RDC : transparence déficiente, contrebande, fraude et informalité fragilisent le secteur diamantifère congolais, exposé au commerce illégal

DESKECO.COM
PAR Deskeco - 12 juin 2025 12:07, Dans Mines

Le secteur diamantifère en République démocratique du Congo est confronté à de nombreux obstacles qui freinent son développement. Sa gouvernance reste fragilisée par un manque criant de transparence, la contrebande, la fraude, une forte prédominance d'activités informelles ainsi qu'un circuit de commercialisation souvent illégal.

D'après l'International Peace Information Service (IPIS), cette opacité alimente un climat de méfiance et soulève des soupçons de détournement des recettes fiscales. Dans des provinces riches en gisements, comme le Kasaï-Oriental qui détient 96 % de la production nationale, les retombées économiques attendues, notamment sous forme de redevances, ne bénéficient pas pleinement au développement local.

Des sociétés telles que la Société Anhui-Congo d'Investissement Minier (SACIM) sont régulièrement pointées du doigt pour ne pas s'acquitter de la redevance communautaire de 0,3 %, censée revenir aux populations locales.

« Bien que la loi prévoie la redistribution des recettes fiscales aux autorités provinciales et locales, ces fonds parviennent rarement à destination, à savoir sur les comptes bancaires des entités locales. Pour finir, certaines autorités locales ont été accusées d'avoir détourné ces fonds », indique le rapport.

Un rapport du comité exécutif de l'ITIE-RDC a notamment révélé un écart important entre les paiements fiscaux déclarés par SACIM, l'un des principaux acteurs du secteur diamantifère, et les montants enregistrés par le gouvernement. Pour l'année 2022, SACIM a déclaré avoir versé 18,4 millions USD, tandis que les autorités n'ont reconnu que 6,3 millions USD, soulevant ainsi de sérieuses interrogations sur la traçabilité et la gestion des revenus issus de l'exploitation du diamant.

Un autre obstacle majeur à l'essor du secteur réside dans le fait qu'une grande partie des transactions s'effectue en dehors des circuits légaux, échappant ainsi au contrôle de l'État et privant le pays de recettes importantes.

« Les colis de diamants sont censés être enregistrés au moyen d'un "bordereau de constat", mais cette obligation est souvent ignorée. Le SAEMAPE et le CEEC, deux structures de contrôle, ne possèdent pas les ressources nécessaires pour assurer une présence permanente sur toutes les mines et dans tous les bureaux des négociants », révèle l'IPIS.

Le secteur diamantifère congolais reste cependant profondément affecté par l'absence de contrôle et le non-respect du cadre légal.
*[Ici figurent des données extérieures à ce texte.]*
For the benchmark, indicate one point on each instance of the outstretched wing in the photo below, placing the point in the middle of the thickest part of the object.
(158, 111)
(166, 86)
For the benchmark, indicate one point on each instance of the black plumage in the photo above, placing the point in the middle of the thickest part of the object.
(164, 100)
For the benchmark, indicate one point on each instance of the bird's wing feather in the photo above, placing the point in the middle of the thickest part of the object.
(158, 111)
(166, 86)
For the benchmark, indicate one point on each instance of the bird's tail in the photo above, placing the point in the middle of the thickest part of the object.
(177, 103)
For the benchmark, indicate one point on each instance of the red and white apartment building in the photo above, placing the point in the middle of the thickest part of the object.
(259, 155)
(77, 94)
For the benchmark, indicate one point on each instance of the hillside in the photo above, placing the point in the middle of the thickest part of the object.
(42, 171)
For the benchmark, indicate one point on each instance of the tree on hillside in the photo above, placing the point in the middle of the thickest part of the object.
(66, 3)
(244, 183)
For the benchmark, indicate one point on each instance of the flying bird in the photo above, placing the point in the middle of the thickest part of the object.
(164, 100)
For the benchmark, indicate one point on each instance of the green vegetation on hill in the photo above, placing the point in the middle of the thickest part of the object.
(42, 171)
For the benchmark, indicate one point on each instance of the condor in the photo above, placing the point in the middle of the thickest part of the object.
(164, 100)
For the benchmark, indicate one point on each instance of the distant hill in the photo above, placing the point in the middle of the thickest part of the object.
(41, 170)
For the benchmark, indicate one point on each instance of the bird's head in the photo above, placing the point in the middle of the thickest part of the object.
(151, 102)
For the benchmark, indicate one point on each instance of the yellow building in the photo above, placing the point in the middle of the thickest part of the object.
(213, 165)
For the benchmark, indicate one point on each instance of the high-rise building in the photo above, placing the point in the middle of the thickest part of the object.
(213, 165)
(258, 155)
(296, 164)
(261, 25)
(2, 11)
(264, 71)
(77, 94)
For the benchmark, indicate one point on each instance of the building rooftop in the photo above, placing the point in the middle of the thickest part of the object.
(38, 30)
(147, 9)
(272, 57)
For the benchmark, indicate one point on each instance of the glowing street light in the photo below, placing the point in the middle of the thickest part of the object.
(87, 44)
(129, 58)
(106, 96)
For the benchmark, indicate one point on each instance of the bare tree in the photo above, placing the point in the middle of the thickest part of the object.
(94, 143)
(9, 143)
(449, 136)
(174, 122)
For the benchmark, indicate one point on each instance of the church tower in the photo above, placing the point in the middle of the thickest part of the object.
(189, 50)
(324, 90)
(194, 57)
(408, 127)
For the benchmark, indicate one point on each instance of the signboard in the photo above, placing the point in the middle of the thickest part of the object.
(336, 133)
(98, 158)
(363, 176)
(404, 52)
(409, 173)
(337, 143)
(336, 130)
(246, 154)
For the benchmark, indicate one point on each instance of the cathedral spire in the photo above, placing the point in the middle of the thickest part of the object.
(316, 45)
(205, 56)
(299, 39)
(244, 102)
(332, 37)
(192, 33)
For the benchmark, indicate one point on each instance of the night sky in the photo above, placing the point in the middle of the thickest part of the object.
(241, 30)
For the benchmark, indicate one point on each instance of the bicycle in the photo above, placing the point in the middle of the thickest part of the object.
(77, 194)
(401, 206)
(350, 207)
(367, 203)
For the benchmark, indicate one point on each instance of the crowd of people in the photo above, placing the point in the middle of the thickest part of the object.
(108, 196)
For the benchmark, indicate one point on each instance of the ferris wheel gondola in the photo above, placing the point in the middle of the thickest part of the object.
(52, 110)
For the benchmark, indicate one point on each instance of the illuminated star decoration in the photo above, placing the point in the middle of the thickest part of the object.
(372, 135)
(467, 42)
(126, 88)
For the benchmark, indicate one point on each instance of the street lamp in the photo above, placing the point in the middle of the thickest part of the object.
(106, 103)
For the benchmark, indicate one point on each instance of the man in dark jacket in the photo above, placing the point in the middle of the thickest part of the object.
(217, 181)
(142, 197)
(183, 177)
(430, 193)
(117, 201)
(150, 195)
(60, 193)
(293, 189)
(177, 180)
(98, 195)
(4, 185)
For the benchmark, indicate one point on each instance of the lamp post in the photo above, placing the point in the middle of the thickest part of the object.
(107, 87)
Selon l'IPIS, les transactions illégales sont monnaie courante dans les mines et jusque dans les bureaux des négociants, rendant quasiment impossible toute traçabilité du circuit commercial du diamant.

Si les règles exigent que les activités commerciales se tiennent en journée, de nombreux acteurs témoignent que les opérations les plus significatives se déroulent la nuit, loin de toute supervision officielle. Dans un tel contexte, le rapport indique que les négociants achètent fréquemment les diamants sans s'enquérir de leur origine, parfois auprès de mineurs, ce qui alimente un système d'approvisionnement parallèle.

« À Mbuji-Mayi, par exemple, une partie importante des diamants proviendrait d'exploitations illégales situées sur les concessions de la MIBA. Cette dynamique favorise également la fraude, la sous-évaluation et la contrebande des pierres précieuses », précise cette structure indépendante dans son rapport.

Par ailleurs, malgré la révision du code minier en 2018, les efforts de régulation peinent à se traduire sur le terrain. Des initiatives comme celles menées entre 2011 et 2018 par la DDI, visant à enregistrer les mineurs artisanaux, n'ont pas suffi à intégrer durablement le secteur dans un circuit légal et transparent, indique l'IPIS.